En un Estado democrático las instituciones públicas son las responsables de velar por la protección de la libertad de los individuos y la igualdad de estos ante la ley. Ese es un principio que prevalece en el entendimiento de cómo funciona una democracia, cuál es la base del diálogo entre las fuerzas políticas y cómo se discierne el horizonte para la mejora de la calidad institucional y, en consecuencia, la vida de los ciudadanos.
Es ese diálogo al que se someten los representantes políticos, fundamentados en la virtud de representación que compone una parte ineludible del desarrollo político y la relación de ese sujeto social-colectivo con la cosa pública, que debe permitir crear políticas públicas, esto es, leyes, Decretos Reales, estrategias, pero que además de la labor parlamentaria, son los representantes los que en primera instancia deben velar por la preservación de las instituciones democráticas frente a la posible vulneración de las leyes y la Constitución, esta función de control es parte de la tarea, y debe serlo aún más en tiempos de polarización, cuando se empieza a poner sobre la mesa viejos debates acerca de la prevalencia de un modelo político sobre otro.
En ese entendido, la alternativa frente al peligro para la estabilidad democrática e institucional es la defensa irrestricta de los valores contemplados en la Constitución, a través de la evidencia fehaciente de los resultados, anteponiéndose a la mentira disfrazada de verdad, cuando la propia verdad deja de serlo y se modifica según convenga a una de las partes y cuando ha pasado a ser un simple apéndice de la realidad política, como quien necesita un repuesto o una pegatina.
Es decir, la defensa de la verdad que no es otra cosa que la legalidad, las instituciones y los valores de la democracia y la libertad en el esquema práctico: la apropiación del discurso y el mensaje, y la atracción de la cuestión moral hacia este lado del espectro político. Y es que está ocurriendo en España, delante de nuestros ojos, el intento consecutivo de quebrar el orden preestablecido, no por una cuestión de funcionamiento del Estado que pretende traspasar un modelo agotado o arcaico, aunque la monarquía española represente una de las mejores democracias del mundo hasta hace muy poco, sino por la pretensión de agotar una realidad contraria a las pretensiones de los neomarxistas/populistas en el poder.
No solo se trata de la raíz de un gobierno desde el principio cuestionado por razones obvias y conocidas, sino por la constante puesta en escena de un argumentario falaz sobre la historia y la situación política de España, y la intención de estigmatizar la Monarquía que es la garantía constitucional del orden institucional establecido. A ello hay que añadir las preferencias generales de la coalición gubernamental, que prefiere pactar con los que quieren romper España en pedazos bajo la incomprensible consigna de ‘plurinacionalidad’ y acordar con aquellos cuya oscura historia todavía tiene fresca la memoria de un país azotado por el terrorismo.
Pero nada de aquello importa -que quede claro- porque el objetivo final es, precisamente, romper ese orden institucional. La pandemia y la crisis económica será aprovechada para acelerar los plazos en el cumplimiento de ciertos objetivos en este sentido y la fijación de posiciones por el gobierno de Pedro Sánchez y Pablo Iglesias. El primero quizás no sepa hasta que punto esto puede ser cierto y llegar a concretarse, el segundo lo tiene todo muy claro y su estrategia es seguir con el desgaste lento con golpes bajos, pero permitiendo la gobernabilidad para su presidente. Se trata, en última instancia, de permanecer en el poder a toda costa: el poder por el poder, una vieja receta adaptada a estos tiempos de convulsión e incertidumbre. Ambos salen ganando.

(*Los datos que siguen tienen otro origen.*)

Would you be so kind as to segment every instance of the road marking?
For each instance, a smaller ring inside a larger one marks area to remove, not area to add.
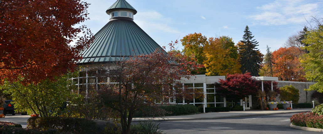
[[[243,119],[242,120],[250,120],[250,119],[258,119],[260,118],[247,118],[247,119]]]

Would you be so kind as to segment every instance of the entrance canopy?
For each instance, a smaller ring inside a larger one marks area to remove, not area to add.
[[[260,76],[259,77],[252,76],[256,80],[261,81],[261,91],[264,92],[264,81],[270,81],[271,82],[271,91],[273,91],[273,81],[278,81],[278,77],[268,77]]]

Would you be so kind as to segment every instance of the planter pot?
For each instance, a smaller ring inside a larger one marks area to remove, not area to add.
[[[287,108],[289,107],[290,106],[290,104],[283,104],[283,107],[284,109],[286,109]]]
[[[276,108],[277,107],[277,104],[269,104],[269,109],[272,110],[274,108]]]

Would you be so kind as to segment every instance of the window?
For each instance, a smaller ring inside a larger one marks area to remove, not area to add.
[[[130,18],[132,18],[133,17],[133,16],[132,16],[132,15],[133,15],[133,14],[132,14],[132,13],[129,13],[129,17],[130,17]]]
[[[118,12],[113,12],[112,13],[112,17],[118,17]]]
[[[127,17],[126,12],[120,12],[120,16]]]

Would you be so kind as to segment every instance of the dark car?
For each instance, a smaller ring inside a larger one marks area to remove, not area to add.
[[[12,104],[12,100],[6,100],[5,101],[5,103],[3,104],[3,114],[5,115],[7,113],[12,114],[15,115],[15,108],[14,104]]]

En consecuencia, el debate se deberá centrar en la capacidad de acción y reacción de los representantes políticos que creen en la libertad, la democracia y en las instituciones españolas. Pero no solo ahí. La ciudadanía deberá tener un papel protagónico de cara a la defensa del orden institucional.

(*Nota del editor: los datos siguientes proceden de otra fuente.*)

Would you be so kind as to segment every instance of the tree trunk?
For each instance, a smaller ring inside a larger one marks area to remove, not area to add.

¿Por qué la movilización ciudadana es una categoría exclusiva de la izquierda y por qué la protesta es una patente de los que se hacen llamar defensores de los derechos sociales? ¿O es que, acaso, la libertad no es el bien social más preciado hasta ahora alcanzado? ¿Es que hay algo más progresista que la defensa de los valores de la democracia liberal?
España hoy es un país donde la defensa de las instituciones y la Constitución ha pasado a ser de ‘radicales’ y la ruptura y la imposición parte de lo ‘políticamente correcto’. Hoy más que nunca en los últimos cincuenta años es importante asumir un papel protagónico y estar preparados, porque no todo se reduce a la economía y a los burócratas europeos; ojalá fuese así. El tiempo nos dará o quitará razón.